Additional information
- The Child FIRST website has more information about the program.
Staffing
- The Clinical Director/Supervisor should have a Master’s level or Doctoral level degree, be a licensed mental health clinician with extensive child development background, five years’ therapeutic experience with children aged 0 to 5 years, knowledge of adult mental health disorders, and 3 years of experience providing reflective, clinical supervision.
- The Mental Health/Developmental Clinician should have a Master’s level degree or higher, be licensed with at least 3 years’ experience in early childhood mental health and development.
- The Care Coordinator should have a Bachelor’s level degree or higher, with at least 3 years’ experience with young children and multi-challenged families and expertise in community-based services and supports.
- All staff must have excellent interpersonal skills and the ability to take a reflective stance with regard to self, child and caregivers. They also must possess flexibility, empathy and humility.
- Each Child First site must have one team with linguistic competence appropriate for a dominant non-English speaking community that is served. All staff must display cultural humility and be culturally competent and responsive.
Training
- For an agency that is beginning implementation of Child First, all staff members who will be delivering Child First services participate in a Learning Collaborative (LC), which consists of 4 learning sessions over a 7-month period for a total of 10 days. Child First has a Distance Learning platform with required Distance Learning modules and reading before the Learning Collaborative begins and between each of the Learning Sessions. Services begin after the second Learning Session (approximately one month after the LC begins).
- After an affiliate site has been established, Child First provides an accelerated version of the LC, Staff Accelerated Training (STAT), for new staff, which is delivered once a month over a 4-month period for a total of 6 days, with ongoing repetition (3 cycles per year). Trainers provide the training at the National Program Office (NPO), which is offered simultaneously by live videoconferencing at regional sites. That staff also completes the Distance Learning Modules between each of the sessions.
- Clinical Directors attend a 4-day training session before Child First begins implementation.
- All Clinicians and Clinical Directors also receive training in Child-Parent Psychotherapy – 3 sessions totalling 7 days over a 12-month period, interspersed with the Child First Learning Collaborative. There are 18 months of support calls.
- All Care Coordinators receive training in the Abecedarian Approach through the Learning Collaborative with quarterly support calls.
- Reflective supervision and consultation, and community collaboration is required.
To our knowledge, Child FIRST is not available and has not been implemented in Australia.

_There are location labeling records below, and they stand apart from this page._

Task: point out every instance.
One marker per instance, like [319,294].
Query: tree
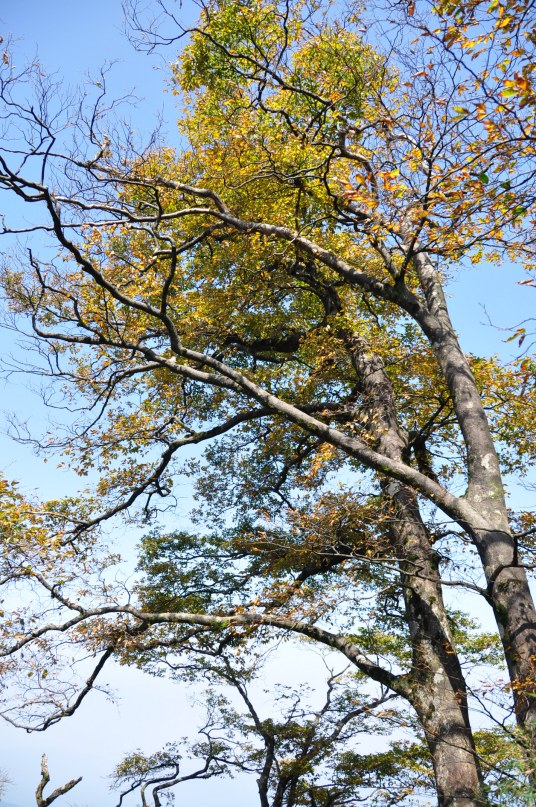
[278,289]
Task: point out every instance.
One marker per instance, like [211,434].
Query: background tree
[277,286]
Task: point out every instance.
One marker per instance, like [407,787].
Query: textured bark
[438,691]
[507,585]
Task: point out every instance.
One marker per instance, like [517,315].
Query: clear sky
[72,38]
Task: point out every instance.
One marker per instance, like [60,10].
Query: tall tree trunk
[438,693]
[507,585]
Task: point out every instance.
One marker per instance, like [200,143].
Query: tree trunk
[438,691]
[507,585]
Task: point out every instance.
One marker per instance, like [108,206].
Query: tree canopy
[274,292]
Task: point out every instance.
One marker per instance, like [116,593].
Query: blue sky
[72,39]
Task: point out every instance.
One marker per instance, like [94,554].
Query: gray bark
[507,585]
[438,691]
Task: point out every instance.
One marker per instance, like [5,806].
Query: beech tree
[276,291]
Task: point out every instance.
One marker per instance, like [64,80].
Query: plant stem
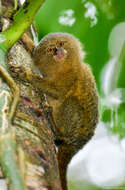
[22,21]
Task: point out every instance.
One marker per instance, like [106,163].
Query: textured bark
[35,142]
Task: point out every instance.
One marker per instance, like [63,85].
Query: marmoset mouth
[60,54]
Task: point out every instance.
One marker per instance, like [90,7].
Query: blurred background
[100,26]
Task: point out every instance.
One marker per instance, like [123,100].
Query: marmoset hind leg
[11,83]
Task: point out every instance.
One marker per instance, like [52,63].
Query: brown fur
[71,91]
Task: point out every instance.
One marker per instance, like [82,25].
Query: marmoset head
[57,49]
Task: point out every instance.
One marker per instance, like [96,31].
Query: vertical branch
[7,141]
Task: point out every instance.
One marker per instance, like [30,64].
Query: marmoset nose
[60,54]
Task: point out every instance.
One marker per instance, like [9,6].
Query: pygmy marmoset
[71,91]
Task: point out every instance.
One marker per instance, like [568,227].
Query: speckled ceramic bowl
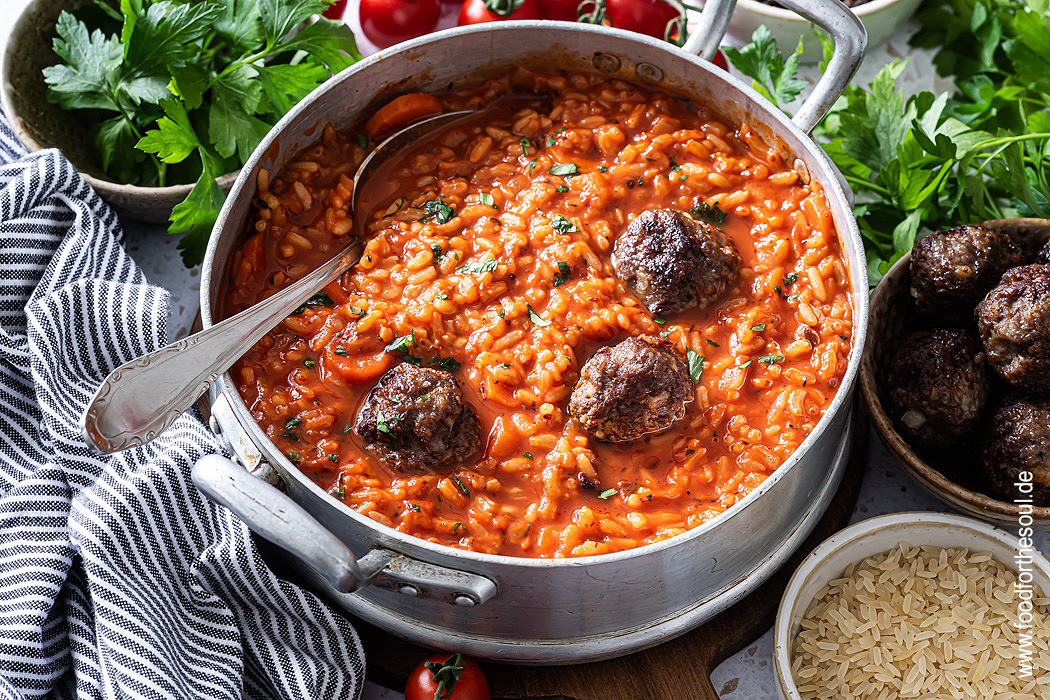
[890,320]
[869,538]
[881,19]
[39,124]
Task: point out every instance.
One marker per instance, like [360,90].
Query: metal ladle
[141,399]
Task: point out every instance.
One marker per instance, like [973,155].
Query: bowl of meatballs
[958,381]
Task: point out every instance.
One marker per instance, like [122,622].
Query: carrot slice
[401,111]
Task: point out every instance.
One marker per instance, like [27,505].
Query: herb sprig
[179,92]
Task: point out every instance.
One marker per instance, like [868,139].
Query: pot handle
[710,28]
[833,16]
[851,40]
[274,516]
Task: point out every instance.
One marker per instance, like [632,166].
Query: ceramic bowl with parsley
[159,103]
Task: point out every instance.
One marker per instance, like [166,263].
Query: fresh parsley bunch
[929,162]
[182,91]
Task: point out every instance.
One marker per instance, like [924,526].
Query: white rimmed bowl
[875,536]
[881,18]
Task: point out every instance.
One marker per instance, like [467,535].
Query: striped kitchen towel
[118,579]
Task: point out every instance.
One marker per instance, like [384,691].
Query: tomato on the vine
[447,677]
[649,17]
[476,12]
[387,22]
[567,11]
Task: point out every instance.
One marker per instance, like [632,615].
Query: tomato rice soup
[488,257]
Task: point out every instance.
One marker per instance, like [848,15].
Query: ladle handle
[141,399]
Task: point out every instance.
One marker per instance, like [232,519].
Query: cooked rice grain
[922,622]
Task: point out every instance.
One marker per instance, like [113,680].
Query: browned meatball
[1043,257]
[671,261]
[1014,325]
[415,420]
[939,386]
[1016,440]
[634,388]
[952,270]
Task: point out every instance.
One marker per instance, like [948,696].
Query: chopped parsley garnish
[566,169]
[438,209]
[695,361]
[382,422]
[562,225]
[319,300]
[709,213]
[448,364]
[564,271]
[460,486]
[402,344]
[478,268]
[536,317]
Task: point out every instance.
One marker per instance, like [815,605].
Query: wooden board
[679,669]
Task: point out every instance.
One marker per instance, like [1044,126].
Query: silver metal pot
[540,611]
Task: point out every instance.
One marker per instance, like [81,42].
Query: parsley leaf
[774,79]
[532,316]
[438,209]
[695,361]
[563,225]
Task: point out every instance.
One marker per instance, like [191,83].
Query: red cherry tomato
[447,673]
[719,60]
[335,11]
[476,12]
[567,11]
[387,22]
[643,16]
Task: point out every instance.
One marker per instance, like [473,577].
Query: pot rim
[820,169]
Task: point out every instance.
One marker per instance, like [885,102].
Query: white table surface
[749,675]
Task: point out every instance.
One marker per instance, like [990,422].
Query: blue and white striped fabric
[118,579]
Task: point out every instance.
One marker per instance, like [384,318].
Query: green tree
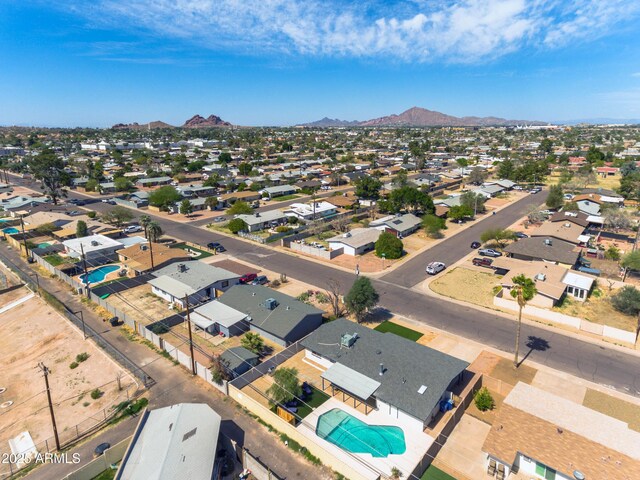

In Victoria, Child FIRST refers to an access point which links vulnerable children, young people and their families into the relevant services they need. Child FIRST, as the access point for family services, is progressively transitioning to The Orange Door.
Cost
We were unable to locate any information on the cost of Child FIRST.
References
Studies identified and included in the review
- Lowell DI, Carter AS, Godoy L, Paulicin B & Briggs-Gowan MJ (2005). A randomized controlled trial of Child FIRST: a comprehensive home-based intervention translating research into early childhood practice. Child Development, 82(1):193-208.
Studies identified but not counted towards the evidence rating due to study quality
- van der Put CE, Assink M, Gubbels J & Boekhout van Solinge NF (2018). Identifying effective components of child maltreatment interventions: A meta analysis. Clinical Child and Family Psychology Review, 21(2):171-202.